Il problema centrale del nostro Paese, secondo l’Ocse, è quello che gli inglesi chiamano «skill mismatch», la differenza cioè tra le competenze che si hanno e quelle che richiede il mercato. Questo gap in Italia è molto alto: siamo l’ultimo paese europeo, seguiti da Spagna, Repubblica Ceca, Irlanda e Austria. C’è una differenza però tra le diverse regioni del Paese. Un secondo rapporto dell’Ocse pubblicato alla fine dello scorso anno entra nel dettaglio. Lombardia, Molise, Provincia di Trento, Emilia-Romagna e Lazio sono le zone che rischiano meno: qui è aumentata l’occupazione con figure che si riferiscono all’insegnamento professionale, al business admnistration e a lavori di ingegneria. Subiranno un colpo maggiore regioni come Toscana, Piemonte, Valle d’Aosta, Sicilia, Sardegna, Veneto e Marche.
L’umore delle imprese
Le aziende, principali attrici di questa rivoluzione, si dicono fiduciose. Per l’89% i robot e l’intelligenza artificiale non potranno mai sostituire del tutto il lavoro delle persone. Anzi, potrebbero avere un impatto positivo sulla vita dei lavoratori, spiega il rapporto Aidp-Lablaw 2018 a cura di Doxa. Sei aziende su dieci sono inoltre pronte a introdurre sistemi di intelligenza artificiale nelle proprie organizzazioni, così da rendere il lavoro meno faticoso e sicuro - spiegano - facendo aumentare efficienza e produttività. Peraltro il 77% è convinto che l’intelligenza artificiale permetterà di creare ruoli e posizioni prima inesistenti. L’11% si dichiara totalmente contrario a questo cambiamento.

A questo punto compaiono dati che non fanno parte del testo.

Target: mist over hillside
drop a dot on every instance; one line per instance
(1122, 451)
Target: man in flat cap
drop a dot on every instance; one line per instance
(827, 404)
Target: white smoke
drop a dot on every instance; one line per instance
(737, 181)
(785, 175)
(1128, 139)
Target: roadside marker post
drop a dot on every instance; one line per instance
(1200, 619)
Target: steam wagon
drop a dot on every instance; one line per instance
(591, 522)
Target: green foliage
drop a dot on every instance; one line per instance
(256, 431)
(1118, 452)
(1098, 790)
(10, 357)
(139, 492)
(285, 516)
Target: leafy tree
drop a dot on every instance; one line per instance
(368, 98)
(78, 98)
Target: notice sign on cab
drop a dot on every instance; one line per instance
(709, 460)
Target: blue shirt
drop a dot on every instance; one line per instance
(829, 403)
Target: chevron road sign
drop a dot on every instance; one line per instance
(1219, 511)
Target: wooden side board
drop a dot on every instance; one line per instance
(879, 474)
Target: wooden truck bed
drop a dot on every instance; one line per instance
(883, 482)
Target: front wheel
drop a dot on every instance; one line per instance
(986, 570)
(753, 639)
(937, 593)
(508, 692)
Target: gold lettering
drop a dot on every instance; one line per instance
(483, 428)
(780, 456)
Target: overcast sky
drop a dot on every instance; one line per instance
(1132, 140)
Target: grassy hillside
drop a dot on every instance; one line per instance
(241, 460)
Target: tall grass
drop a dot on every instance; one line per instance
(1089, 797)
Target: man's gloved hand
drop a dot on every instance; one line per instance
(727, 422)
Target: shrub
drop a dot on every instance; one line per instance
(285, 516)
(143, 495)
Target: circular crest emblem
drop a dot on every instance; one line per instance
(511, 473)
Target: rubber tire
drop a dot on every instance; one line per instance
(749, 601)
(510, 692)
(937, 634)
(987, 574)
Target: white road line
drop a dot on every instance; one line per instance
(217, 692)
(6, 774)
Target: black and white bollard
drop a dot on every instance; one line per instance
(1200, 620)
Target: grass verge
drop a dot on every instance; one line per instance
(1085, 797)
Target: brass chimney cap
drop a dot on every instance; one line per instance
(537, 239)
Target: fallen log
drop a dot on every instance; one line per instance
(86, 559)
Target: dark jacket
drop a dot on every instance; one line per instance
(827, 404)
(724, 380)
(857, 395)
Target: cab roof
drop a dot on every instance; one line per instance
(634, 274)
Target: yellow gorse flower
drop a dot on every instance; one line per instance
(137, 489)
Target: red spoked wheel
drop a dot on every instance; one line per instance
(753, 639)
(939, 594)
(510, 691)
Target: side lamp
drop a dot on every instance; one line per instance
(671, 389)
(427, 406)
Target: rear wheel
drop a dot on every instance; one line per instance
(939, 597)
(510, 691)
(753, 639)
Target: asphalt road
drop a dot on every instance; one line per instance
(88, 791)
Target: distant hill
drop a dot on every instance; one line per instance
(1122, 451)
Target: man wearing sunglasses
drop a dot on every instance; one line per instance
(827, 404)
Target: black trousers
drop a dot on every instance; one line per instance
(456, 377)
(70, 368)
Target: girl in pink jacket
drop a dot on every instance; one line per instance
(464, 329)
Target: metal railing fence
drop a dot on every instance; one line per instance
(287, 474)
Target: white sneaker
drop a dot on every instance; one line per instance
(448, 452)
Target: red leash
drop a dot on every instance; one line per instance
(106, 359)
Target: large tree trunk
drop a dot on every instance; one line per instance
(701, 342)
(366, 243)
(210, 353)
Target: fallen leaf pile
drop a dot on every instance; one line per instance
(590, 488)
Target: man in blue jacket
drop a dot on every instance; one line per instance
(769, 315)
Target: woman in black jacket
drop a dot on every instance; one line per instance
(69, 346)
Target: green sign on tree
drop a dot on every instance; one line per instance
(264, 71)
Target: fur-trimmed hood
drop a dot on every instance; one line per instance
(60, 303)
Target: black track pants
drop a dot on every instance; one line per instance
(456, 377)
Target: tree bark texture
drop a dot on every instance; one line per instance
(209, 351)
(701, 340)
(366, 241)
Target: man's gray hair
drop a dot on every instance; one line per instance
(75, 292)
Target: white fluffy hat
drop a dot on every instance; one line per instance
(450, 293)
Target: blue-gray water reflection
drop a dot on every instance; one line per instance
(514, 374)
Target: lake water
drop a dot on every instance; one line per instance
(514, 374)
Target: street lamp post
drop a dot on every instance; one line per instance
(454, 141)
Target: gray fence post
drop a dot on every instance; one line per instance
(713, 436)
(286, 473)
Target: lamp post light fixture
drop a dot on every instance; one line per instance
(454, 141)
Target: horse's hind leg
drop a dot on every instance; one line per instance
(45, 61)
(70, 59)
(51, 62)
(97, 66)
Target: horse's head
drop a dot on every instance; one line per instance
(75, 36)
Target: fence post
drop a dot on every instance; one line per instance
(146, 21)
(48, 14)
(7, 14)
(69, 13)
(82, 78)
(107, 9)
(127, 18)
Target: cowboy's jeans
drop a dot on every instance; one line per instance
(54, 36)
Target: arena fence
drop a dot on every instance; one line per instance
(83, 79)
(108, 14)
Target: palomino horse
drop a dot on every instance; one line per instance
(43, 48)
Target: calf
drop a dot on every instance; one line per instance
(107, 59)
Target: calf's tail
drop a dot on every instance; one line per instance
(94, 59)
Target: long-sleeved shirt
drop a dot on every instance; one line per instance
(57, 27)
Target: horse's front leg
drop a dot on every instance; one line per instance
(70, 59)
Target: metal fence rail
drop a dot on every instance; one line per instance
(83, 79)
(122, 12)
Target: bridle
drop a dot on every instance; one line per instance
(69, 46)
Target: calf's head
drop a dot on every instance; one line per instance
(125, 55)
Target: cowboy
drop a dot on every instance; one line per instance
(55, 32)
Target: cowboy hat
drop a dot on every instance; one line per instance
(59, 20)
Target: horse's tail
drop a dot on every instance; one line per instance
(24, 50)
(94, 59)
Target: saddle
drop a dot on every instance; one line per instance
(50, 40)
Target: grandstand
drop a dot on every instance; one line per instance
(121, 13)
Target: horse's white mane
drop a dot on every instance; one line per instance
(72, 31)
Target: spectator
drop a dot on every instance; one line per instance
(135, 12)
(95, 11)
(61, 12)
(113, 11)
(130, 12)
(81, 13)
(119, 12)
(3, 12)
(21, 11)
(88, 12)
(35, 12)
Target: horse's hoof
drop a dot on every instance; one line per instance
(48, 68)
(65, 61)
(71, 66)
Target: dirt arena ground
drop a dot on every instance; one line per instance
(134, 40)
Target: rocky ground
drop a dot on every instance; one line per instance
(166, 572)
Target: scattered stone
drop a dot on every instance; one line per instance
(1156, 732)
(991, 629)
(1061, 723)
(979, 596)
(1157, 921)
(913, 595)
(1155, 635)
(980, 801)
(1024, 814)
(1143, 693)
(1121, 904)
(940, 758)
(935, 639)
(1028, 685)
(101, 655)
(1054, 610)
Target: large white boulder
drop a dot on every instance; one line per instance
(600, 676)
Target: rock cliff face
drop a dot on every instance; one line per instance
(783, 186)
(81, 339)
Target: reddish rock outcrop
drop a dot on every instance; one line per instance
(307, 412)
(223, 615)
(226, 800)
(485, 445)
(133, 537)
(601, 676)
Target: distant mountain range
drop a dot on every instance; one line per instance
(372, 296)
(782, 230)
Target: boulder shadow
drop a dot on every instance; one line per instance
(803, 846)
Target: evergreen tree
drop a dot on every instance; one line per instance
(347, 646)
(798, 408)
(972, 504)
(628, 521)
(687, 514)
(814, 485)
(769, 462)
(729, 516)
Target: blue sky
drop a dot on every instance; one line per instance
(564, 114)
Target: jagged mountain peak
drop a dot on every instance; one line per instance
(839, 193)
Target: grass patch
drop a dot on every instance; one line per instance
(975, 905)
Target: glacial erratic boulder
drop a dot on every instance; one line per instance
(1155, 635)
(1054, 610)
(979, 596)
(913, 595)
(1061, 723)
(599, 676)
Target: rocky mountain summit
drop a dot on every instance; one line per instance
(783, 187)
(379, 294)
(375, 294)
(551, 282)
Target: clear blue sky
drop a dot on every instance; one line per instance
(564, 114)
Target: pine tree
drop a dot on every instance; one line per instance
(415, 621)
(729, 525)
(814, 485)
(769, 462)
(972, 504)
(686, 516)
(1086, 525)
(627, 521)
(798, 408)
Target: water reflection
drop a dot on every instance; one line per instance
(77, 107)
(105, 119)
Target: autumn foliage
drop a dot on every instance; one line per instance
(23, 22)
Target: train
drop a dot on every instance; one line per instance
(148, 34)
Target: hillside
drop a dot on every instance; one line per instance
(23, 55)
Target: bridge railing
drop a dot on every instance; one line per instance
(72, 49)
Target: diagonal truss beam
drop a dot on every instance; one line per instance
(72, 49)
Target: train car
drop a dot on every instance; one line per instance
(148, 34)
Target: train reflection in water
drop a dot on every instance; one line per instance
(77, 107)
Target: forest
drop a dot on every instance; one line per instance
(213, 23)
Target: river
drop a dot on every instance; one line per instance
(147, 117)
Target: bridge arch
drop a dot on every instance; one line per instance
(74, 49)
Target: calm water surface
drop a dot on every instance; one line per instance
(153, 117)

Ogni rivoluzione d’altronde porta con sé la paura del nuovo, che oggi si trasforma in una fobia per la tecnologia e l’innovazione. Il lavoro però non scomparirà, ma cambierà. Sta alla politica raccogliere la sfida con incentivi all’acquisto di macchinari, per le start up e soprattutto con investimenti in istruzione e ricerca.